1.Fill out and complete college application.
Most applications can be found online at individual college websites. As part of the admission process you will be required to fill out some basic application material that will include personal information about yourself and your high school academic career and activities.
Applications: Common, Coalition & College Specific
Many colleges utilize the convenience of online application platforms such as the Common Application and the Coalition Application.
· Common Application: Many colleges that are on your list will accept the Common Application. This application is used to simplify the transmission of applications to colleges and will reduce the amount of time it takes for you to fill out basic information typically found on all college applications. Because the Common App, as it is often referred, is only online. You must complete the following steps:
- Create your account
- Add Schools to your list
- Gather your application information
- Submit your application
You will also need to sign the Family Educational Rights & Privacy Act Authorization Release form or FERPA on your Common App. Essentially, you will be asked to waive your right to inspect any admissions related documents such as recommendations once enrolled at a college. If a release is NOT waived, colleges may choose not to read your recommendations because of fear that a recommender may not be as candid if they know that the student may review their writing. For more information, http://www.ed.gov/policy/gen/guid/fpco/ferpa/index.html
Once you have created your Common Application account. Be sure to save the username and password information in a reliable, safe place. It is not possible to establish a second Common App account if you do not know your login information.

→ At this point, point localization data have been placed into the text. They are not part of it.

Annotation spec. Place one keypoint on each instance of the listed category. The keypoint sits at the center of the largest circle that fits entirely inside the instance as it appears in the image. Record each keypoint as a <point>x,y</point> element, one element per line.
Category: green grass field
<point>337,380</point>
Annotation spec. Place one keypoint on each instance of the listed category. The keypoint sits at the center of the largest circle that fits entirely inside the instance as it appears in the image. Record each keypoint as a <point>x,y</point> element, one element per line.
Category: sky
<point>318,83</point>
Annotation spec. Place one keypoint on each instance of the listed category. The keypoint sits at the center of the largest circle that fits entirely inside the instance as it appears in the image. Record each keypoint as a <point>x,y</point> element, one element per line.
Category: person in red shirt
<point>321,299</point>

· Coalition Application: This is the newest online application platform being introduced for the 2016-2017 admission’s cycle. Like the Common App, the Coalition App will allow you to complete basic information and submit to all member colleges where you are applying. Because this is new, there are a limited number of colleges using it this year. Check the Coalition Application site for member colleges and more information. Create a Coalition Application account.
· College Specific Applications: A small number of colleges have their own applications and essay prompts. These are typically accessible through their website. After you apply. Colleges will often acknowledge receipt of your application through an email. They may assign you an applicant/student ID. Be sure to save this information and login right away to be sure you do not miss important information through their portal.

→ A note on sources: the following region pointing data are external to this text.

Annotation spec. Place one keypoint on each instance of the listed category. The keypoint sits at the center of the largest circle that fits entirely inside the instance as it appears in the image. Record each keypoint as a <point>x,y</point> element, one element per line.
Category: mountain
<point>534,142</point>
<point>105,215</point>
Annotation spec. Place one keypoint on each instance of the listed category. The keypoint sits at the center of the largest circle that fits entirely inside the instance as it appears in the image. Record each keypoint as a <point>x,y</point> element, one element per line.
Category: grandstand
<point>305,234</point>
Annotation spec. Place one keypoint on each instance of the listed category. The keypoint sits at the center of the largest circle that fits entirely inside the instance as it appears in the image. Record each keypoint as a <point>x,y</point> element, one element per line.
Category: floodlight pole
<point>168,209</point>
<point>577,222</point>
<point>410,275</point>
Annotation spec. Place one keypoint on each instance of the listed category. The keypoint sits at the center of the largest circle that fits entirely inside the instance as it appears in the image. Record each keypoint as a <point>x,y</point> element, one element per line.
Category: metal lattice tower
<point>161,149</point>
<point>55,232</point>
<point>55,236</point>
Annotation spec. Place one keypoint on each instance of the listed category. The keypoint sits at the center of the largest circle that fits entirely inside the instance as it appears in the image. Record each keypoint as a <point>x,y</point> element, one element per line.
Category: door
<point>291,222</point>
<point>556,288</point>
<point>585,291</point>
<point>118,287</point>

2. Complete the admission essay
You will also likely be asked to write an admissions essay when applying to college. Usually the school will provide a number of prompts for you to choose from. In some cases, you may be able to choose your own topic. Be sure to proofread your college admissions essay carefully. Many students also ask a teacher or another adult to proofread their admission essay and provide feedback.
3. Letters of Recommendation
Some colleges also require college recommendation letters. These usually can come from teachers who are familiar with your work. Colleges seek current information from your teachers (junior year preferred) or counselor to assess your development as a student and academic ability. Often two academic recommendations are suggested for each college where you intend to apply. Some students may also get recommendations from coaches, church leaders, community service organizers, or other adults who can attest to the student’s skills and work ethic.

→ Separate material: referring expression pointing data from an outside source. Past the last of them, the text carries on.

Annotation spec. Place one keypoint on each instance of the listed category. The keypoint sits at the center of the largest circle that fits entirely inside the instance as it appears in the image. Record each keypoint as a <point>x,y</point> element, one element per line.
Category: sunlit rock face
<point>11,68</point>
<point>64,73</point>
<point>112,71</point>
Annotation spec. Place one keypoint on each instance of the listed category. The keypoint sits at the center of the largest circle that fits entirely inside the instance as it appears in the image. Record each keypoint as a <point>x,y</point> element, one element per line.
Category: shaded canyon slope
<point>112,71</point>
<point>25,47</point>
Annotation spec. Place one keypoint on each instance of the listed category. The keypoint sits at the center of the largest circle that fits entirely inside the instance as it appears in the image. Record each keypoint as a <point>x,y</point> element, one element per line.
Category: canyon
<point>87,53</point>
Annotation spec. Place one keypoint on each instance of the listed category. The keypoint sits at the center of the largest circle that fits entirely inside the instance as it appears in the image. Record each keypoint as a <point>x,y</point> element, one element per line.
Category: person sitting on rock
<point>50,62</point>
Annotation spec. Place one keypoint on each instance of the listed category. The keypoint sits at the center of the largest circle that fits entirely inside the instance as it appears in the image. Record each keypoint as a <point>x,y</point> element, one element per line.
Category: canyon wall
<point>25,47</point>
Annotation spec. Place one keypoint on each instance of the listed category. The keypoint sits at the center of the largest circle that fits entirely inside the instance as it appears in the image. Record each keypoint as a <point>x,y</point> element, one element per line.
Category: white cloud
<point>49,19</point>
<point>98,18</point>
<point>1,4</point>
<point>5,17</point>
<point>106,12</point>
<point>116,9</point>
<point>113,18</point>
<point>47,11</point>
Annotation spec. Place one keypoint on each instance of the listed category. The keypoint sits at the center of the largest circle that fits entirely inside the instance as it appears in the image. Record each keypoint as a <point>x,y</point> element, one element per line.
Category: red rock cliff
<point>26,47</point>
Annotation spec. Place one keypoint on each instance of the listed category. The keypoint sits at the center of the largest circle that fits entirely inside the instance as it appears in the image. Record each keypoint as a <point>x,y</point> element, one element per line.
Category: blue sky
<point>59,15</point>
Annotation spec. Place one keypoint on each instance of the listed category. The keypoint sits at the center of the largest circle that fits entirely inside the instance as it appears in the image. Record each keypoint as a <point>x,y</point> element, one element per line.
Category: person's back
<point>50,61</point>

You should speak with your teacher or counselor in person to request a recommendation. Teachers need at least 3 weeks prior to your first college deadline to write a thorough recommendation.
After your teachers or counselor agrees to write your recommendations, you will need to provide them with your senior resume and bio. This will provide them with some personal information about your accomplishments, involvement, and goals that will help them tremendously in the writing process.
4. Transcript Request
All colleges will need an official transcript sent to them (typically up through your junior year). It is your responsibility to request a transcript from the counseling department. Stop by the front office and fill out a transcript request form for each school you will need one for. If the school you are applying to utilizes the Common Application or SendEdu (electronic document transfer system) your counselor will send your official transcript through this avenue.
5. Sending Testing Scores
You are responsible for making sure official test scores get sent to the colleges you are apply to. Most college websites will provide you with information as to whether they want test scores sent directly from SAT(Collegeboard.com) or ACT (actstudent.org) or if they are willing to accept them from your high school. NWCS includes test scores on the front of any requested official transcript.
6. Application Deadlines
Each college has an application deadline. The deadline is either one the college establishes or if you are applying to colleges with a Rolling Deadline, you will need to decide on a date when you will be sending your application. We suggest the 1st or 15th of the month which are typical.
Remember to follow the transcript request timeline to ensure all school documents and recommendations are sent by the college deadline!